Pasaron muchas horas, quizás una noche y un día entero. En ese encierro donde no había más luz que la de una ampolleta se perdía la noción del tiempo. Vanessa estaba cada vez más impaciente. Golpeaba la puerta de hierro pero parecía que no había nadie para escucharla. Se peleó con Antonella que no la dejaba llamar por su IAI, pero se abuenó con ella cuando al fin entendió que era muy peligroso. Antonella re-envió el mensaje varias veces, a todos los números que recordaba, incluido el de emergencias. No lo hacía muy seguido porque temía que se agotaran las baterías.

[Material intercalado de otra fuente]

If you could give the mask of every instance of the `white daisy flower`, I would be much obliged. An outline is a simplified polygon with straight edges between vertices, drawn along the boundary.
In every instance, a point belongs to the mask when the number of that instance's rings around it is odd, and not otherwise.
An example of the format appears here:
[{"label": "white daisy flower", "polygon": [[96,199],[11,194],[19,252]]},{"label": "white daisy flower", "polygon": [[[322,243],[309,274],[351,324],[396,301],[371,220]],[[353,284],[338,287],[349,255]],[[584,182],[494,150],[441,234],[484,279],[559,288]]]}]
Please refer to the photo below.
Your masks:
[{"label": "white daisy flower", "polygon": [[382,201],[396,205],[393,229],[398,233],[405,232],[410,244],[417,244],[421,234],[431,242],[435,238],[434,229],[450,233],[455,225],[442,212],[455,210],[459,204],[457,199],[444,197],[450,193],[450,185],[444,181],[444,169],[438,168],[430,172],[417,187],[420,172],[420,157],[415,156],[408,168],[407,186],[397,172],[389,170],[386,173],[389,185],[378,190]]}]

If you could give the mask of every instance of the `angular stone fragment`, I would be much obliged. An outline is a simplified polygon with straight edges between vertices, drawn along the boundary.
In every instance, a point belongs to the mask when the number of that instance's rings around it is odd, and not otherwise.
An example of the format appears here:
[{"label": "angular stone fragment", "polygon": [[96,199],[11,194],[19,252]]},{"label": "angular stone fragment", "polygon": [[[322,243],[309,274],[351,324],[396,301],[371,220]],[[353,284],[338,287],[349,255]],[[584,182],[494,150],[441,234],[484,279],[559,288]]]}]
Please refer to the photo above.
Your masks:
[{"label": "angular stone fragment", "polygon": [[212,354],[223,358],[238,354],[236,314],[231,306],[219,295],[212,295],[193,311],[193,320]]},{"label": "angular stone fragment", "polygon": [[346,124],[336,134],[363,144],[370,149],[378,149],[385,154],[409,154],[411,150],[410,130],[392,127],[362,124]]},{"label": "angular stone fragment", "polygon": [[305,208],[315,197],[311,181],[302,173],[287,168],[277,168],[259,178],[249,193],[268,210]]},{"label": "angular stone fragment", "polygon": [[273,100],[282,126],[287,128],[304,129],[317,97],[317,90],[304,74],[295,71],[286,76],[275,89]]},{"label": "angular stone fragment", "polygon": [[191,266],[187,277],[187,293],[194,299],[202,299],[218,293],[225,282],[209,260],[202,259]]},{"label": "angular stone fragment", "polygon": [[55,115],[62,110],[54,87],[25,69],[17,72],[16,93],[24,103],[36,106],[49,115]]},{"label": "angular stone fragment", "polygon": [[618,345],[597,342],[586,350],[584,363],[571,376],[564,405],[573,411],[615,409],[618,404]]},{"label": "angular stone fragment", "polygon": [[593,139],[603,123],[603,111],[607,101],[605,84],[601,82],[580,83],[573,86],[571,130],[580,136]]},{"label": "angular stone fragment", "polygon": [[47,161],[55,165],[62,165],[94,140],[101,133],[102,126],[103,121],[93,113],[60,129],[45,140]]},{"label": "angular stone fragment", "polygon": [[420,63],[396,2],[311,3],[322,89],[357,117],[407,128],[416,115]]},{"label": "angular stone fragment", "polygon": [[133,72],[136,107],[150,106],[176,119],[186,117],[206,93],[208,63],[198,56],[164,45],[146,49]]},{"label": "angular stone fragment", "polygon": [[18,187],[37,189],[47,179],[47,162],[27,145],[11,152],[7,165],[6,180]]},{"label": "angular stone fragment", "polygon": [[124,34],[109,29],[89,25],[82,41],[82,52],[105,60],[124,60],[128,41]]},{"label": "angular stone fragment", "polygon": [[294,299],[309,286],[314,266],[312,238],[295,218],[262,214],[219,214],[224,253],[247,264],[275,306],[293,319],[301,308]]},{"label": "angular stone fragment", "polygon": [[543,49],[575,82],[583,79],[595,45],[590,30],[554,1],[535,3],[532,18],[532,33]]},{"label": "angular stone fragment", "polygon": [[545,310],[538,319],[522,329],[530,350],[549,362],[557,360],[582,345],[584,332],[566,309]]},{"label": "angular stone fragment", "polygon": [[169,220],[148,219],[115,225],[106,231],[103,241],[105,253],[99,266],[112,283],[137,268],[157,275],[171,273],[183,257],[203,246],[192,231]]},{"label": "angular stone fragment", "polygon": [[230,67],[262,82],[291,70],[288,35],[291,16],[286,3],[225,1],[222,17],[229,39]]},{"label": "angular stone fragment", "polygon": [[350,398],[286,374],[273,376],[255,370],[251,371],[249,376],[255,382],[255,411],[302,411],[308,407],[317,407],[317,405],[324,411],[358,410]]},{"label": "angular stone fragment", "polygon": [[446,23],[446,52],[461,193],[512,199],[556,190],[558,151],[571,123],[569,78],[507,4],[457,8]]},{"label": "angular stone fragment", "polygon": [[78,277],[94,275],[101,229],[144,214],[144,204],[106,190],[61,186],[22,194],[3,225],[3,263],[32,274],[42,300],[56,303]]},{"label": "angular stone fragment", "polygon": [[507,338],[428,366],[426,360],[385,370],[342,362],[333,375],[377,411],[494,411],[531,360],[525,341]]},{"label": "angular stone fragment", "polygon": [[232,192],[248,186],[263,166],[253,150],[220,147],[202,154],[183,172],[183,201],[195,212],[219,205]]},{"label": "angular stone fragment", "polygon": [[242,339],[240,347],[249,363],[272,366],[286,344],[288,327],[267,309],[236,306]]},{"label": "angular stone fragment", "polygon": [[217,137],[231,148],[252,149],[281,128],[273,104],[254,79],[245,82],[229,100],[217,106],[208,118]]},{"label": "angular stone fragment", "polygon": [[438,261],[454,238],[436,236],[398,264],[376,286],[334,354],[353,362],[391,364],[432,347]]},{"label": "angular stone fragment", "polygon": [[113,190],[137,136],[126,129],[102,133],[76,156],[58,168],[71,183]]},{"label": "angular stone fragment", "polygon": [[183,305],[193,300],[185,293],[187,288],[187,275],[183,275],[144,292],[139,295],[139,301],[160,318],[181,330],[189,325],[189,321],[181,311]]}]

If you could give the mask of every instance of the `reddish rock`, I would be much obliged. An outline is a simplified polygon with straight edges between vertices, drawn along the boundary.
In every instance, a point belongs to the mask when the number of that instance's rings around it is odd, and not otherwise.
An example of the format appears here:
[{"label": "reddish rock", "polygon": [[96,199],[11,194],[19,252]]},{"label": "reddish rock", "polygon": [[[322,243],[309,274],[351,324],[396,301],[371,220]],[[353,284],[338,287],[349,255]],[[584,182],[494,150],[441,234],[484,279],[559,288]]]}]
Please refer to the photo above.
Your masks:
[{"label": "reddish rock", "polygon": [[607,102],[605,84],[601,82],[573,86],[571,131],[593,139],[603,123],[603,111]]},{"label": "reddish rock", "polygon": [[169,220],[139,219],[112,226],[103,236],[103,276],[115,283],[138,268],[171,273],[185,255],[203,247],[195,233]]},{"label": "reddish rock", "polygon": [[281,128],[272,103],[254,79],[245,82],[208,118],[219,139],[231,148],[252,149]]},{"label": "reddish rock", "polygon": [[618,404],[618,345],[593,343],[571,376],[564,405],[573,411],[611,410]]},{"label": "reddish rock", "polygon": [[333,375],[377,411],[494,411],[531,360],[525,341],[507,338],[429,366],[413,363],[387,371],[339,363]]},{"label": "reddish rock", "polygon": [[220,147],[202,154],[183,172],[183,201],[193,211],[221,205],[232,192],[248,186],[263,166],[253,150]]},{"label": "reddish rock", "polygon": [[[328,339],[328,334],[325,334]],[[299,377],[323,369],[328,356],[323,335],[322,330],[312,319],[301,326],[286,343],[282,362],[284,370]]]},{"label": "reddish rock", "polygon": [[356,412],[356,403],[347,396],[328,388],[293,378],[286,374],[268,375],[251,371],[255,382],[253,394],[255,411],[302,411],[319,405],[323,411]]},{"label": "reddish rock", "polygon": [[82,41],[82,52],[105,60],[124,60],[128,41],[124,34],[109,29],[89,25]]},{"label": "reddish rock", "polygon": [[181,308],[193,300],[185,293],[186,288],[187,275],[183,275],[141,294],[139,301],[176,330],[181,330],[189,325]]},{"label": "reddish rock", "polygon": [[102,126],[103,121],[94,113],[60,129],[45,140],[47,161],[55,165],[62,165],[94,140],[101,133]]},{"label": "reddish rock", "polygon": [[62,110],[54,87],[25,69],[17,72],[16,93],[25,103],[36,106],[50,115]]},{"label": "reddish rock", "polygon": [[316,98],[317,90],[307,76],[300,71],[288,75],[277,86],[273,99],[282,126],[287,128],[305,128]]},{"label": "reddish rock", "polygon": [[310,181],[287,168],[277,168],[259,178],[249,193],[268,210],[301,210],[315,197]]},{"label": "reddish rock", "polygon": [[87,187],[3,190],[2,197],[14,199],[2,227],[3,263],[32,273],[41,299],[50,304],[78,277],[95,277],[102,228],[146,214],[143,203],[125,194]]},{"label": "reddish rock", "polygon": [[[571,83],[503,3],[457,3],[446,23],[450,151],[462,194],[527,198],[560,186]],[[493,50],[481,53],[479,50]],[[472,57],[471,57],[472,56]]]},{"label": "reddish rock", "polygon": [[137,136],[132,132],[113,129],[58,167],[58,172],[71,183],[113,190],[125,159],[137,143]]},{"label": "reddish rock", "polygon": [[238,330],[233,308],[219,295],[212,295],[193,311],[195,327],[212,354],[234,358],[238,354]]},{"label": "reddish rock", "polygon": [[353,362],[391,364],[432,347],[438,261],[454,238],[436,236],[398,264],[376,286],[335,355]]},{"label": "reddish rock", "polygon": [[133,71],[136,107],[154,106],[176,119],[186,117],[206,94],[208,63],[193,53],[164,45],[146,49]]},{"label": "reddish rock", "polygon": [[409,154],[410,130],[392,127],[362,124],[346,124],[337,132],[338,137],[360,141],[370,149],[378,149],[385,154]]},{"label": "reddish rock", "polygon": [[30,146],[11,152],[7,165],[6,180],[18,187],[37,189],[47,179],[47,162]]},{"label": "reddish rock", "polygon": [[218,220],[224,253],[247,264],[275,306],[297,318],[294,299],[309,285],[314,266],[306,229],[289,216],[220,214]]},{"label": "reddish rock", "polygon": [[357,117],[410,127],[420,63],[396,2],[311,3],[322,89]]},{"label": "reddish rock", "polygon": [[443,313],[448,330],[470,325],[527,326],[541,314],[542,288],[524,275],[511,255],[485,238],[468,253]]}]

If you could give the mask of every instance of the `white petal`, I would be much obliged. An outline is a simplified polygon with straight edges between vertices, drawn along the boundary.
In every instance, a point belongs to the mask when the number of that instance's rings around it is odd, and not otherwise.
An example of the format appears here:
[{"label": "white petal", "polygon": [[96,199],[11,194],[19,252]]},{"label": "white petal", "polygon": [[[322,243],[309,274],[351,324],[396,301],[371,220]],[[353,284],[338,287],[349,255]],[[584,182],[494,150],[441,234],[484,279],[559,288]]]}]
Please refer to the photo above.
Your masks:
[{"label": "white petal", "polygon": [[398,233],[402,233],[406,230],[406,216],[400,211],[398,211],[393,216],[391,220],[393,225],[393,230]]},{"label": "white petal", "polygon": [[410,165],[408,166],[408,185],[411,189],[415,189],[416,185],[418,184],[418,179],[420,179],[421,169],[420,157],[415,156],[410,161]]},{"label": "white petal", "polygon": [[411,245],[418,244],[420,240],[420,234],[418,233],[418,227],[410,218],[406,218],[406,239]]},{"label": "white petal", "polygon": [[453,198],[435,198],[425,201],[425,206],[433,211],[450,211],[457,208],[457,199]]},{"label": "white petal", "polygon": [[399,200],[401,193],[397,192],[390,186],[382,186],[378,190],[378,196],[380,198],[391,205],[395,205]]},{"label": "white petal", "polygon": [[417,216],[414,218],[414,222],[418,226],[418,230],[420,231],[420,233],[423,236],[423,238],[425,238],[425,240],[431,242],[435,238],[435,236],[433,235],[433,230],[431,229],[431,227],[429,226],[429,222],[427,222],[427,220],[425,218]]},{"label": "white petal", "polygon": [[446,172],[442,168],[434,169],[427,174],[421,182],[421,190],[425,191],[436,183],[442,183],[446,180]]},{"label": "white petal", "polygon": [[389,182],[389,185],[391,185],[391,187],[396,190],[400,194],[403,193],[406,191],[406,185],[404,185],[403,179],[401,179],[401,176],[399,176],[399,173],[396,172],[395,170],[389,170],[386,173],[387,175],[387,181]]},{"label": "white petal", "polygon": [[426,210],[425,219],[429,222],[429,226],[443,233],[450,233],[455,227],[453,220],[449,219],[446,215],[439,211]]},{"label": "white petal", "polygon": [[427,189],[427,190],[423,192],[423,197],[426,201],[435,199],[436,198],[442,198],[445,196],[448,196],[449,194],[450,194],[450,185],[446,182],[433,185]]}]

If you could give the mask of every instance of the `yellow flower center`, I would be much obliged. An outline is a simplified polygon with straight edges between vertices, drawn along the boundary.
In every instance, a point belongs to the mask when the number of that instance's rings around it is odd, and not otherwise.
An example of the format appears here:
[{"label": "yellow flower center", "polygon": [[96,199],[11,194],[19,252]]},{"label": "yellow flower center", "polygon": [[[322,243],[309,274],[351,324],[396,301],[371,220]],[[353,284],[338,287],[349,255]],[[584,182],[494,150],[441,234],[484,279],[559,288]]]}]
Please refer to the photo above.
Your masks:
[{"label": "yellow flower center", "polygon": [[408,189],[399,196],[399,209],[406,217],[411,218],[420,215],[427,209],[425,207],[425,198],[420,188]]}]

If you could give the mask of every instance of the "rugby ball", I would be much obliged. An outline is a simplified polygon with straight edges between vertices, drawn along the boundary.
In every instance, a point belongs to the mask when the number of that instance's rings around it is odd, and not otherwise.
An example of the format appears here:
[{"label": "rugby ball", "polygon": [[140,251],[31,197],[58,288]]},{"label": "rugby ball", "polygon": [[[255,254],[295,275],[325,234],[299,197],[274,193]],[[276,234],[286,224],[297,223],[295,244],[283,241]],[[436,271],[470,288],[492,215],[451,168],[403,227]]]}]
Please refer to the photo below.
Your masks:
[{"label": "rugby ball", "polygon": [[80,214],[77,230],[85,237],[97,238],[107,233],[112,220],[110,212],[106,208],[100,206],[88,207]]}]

De pronto escucharon disparos, ráfagas, bombazos. Antonella había imaginado y esperaba que algo así ocurriría cuando la policía fuera a rescatarlas, si su mensaje llegaba a destino.

Se desató la guerra. Vanessa le había dicho que el edificio bajo el cual estaban era como una fortaleza. Un bunker, pensó ella, en el que los vigilantes resistirían y a la policía le costaría llegar a rescatarlas. Pero no se había imaginado que sería una verdadera guerra, con armas pesadas, con la férrea resistencia de un grupo entrenado y muy bien armado, y comandos del ejército empleando armamento pesado.

La resistencia de los atrincherados se prolongó por varias horas. El ejército tuvo que traer un tanque y emplear bazoocas y granadas. Vanessa se tapaba los oídos para no escuchar el estruendo, presa del miedo. Antonella se mantenía expectante, atenta a lo que sucediera. Los bandidos resistieron hasta caer todos muertos, menos Kessler que se entregó levantando una toalla blanca. Finalmente se hizo silencio. Pasó media hora. Escucharon pasos apresurados en el pasillo. Nuevamente silencio. Cinco minutos después alguien gritaba:

— ¡Aléjense de la puerta! Somos comandos del ejército que venimos a rescatarlas. ¡Aléjense de la puerta!

Las muchachas se escondieron detrás del pequeño muro que ocultaba el baño. Uno, dos, tres golpes. La puerta cedió. Ellas se asomaron y se entregaron a los comandos que estaban con ropa de campaña, cascos y grandes armas en las manos.

Las condujeron a un vehículo militar que las llevó hasta un hospital. ¡Estaban sanas y salvas! Las dos chicas se abrazaron como si fueran grandes y viejas amigas.